We can use Async / Poll against any Ansible task. In this example, we’re using the Shell module.

- name: "Running a command"
  shell:
    cmd: ls -l
  async: 1920
  poll: 0
  register: command_sleeper
  • async sets the maximum amount of time in seconds that a task can run asynchronously before it is considered to have failed
  • poll sets the interval, in seconds, at which Ansible should check the status of an asynchronous task. Setting it to 0 (zero) means that Ansible will not check the status of the asynchronous task during its execution.
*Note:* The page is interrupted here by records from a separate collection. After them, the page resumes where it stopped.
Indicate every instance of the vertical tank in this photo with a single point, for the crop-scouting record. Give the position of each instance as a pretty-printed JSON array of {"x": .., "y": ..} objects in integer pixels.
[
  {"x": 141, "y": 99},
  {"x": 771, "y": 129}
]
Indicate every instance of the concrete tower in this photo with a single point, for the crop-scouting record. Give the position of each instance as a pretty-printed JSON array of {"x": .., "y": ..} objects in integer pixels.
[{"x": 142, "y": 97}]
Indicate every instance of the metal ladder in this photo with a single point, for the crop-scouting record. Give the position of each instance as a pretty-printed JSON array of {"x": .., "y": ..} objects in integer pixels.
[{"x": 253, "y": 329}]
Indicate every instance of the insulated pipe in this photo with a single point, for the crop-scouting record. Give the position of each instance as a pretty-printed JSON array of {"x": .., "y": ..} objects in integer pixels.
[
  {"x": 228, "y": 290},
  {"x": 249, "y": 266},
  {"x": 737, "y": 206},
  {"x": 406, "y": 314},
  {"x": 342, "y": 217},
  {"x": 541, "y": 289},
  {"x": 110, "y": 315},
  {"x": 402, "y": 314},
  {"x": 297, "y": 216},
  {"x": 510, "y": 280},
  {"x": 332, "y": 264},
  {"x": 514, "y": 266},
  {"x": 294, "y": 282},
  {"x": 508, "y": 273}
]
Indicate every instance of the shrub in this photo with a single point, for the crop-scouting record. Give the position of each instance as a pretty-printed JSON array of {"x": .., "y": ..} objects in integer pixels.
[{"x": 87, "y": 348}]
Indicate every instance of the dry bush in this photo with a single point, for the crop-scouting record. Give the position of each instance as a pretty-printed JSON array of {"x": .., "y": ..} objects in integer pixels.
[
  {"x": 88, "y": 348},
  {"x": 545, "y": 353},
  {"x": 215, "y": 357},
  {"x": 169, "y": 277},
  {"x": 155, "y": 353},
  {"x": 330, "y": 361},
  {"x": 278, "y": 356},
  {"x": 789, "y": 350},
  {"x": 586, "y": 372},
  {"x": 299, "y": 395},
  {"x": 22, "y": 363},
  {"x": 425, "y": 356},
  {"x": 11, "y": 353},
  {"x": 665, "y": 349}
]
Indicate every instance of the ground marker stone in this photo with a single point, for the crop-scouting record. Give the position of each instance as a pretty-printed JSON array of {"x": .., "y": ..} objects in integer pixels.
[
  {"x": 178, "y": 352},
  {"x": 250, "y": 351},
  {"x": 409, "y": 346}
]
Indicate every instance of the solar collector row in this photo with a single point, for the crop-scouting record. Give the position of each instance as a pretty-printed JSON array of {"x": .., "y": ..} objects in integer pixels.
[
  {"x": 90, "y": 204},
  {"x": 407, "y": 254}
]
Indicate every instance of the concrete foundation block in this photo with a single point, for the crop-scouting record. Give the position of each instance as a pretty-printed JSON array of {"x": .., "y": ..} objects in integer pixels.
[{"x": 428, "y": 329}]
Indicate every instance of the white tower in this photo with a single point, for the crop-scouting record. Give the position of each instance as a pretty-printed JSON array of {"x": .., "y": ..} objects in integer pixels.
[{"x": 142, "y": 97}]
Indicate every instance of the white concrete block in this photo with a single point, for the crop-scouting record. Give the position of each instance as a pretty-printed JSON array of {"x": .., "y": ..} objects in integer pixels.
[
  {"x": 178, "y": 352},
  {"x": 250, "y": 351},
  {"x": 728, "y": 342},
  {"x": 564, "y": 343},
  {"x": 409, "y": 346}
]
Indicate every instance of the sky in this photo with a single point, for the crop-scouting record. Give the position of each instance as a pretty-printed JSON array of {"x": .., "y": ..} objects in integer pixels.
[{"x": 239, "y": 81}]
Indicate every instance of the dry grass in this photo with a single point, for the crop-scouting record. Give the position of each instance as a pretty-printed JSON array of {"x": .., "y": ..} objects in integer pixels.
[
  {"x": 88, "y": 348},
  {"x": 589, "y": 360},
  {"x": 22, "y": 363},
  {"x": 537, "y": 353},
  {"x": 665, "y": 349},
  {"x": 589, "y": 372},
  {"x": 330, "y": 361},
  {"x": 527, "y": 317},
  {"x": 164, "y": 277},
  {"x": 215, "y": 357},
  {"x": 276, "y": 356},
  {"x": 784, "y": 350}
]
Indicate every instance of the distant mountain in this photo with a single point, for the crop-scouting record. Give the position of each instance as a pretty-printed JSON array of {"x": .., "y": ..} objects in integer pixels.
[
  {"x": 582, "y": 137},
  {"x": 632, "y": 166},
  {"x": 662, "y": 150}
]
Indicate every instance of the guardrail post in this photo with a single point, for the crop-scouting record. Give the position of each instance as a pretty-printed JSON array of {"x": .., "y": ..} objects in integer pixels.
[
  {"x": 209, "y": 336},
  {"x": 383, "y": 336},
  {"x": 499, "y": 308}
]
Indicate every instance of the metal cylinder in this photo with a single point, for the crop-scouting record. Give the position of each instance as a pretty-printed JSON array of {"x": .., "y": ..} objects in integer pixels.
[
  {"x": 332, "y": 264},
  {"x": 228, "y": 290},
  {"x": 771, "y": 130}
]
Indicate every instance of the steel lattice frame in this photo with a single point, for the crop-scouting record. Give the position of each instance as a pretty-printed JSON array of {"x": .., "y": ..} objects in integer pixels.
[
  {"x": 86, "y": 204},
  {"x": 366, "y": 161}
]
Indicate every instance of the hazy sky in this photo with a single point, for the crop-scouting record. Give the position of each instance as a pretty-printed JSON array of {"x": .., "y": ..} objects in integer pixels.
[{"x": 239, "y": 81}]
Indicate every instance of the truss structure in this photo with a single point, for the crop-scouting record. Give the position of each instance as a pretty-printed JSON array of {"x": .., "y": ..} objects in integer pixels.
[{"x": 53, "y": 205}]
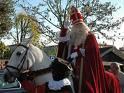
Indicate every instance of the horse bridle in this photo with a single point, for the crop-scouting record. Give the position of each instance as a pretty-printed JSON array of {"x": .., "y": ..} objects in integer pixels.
[
  {"x": 34, "y": 73},
  {"x": 20, "y": 65}
]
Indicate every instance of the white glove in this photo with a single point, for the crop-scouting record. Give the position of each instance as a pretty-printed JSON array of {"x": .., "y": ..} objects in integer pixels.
[
  {"x": 74, "y": 55},
  {"x": 82, "y": 50}
]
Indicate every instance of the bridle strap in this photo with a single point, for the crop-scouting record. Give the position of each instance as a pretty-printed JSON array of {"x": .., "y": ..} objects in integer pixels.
[
  {"x": 21, "y": 62},
  {"x": 12, "y": 67},
  {"x": 40, "y": 72}
]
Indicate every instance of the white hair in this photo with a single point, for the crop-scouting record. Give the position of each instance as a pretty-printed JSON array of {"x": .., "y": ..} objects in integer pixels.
[{"x": 78, "y": 34}]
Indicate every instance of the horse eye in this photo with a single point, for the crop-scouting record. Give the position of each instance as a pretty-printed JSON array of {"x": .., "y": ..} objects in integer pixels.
[{"x": 18, "y": 53}]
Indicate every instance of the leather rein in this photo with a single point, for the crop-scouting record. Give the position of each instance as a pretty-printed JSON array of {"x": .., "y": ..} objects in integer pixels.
[{"x": 29, "y": 73}]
This can be useful in situations where you want to submit a long-running Task in the background without waiting for it to complete, and you don’t need to know its status until later.
  • register is used so that we can refer back to this Task in the next step

After creating the Task with an Async and Poll, we then need to create a second Task to query whether the first has completed.
Ansible uses async_status for this purpose.

- name: "Waiting for command to complete"
  async_status:
    jid: "{{ command_sleeper.ansible_job_id }}"
  register: job_result
  until: job_result.finished
  retries: 60
  delay: 30
  • jid retrieves the Job ID from the first Task, which is stored in the registered output we named “command_sleeper”
  • we register again, this time so that the job_result can be queried from within the same Task
  • delay is the number of seconds to wait between re-connects. As explained above, Asynchronous actions and polling means that the connection is not kept open whilst a long-running Task completes, this is the number of seconds between those re-connects when we check whether the task has completed.
  • retries is the number of times to retry the connection and see if our previous Task completed. In this case, we’ll be retrying 60 times, with a delay of 30 seconds, so a total of 30 minutes before the Task fails

Note: you don’t have to run these two Tasks in sequence. It’s possible to run the first Task, creating the async, poll and command_sleeper, and then run a load of other Tasks before we then come back to async_status.
In this way, we can save a lot of time in some Playbooks; a very long running command, that we don’t necessarily need to know the outcome of immediately, can continue to run whilst our Playbook does other things, then we can simply check back on it later in the Play. Nice.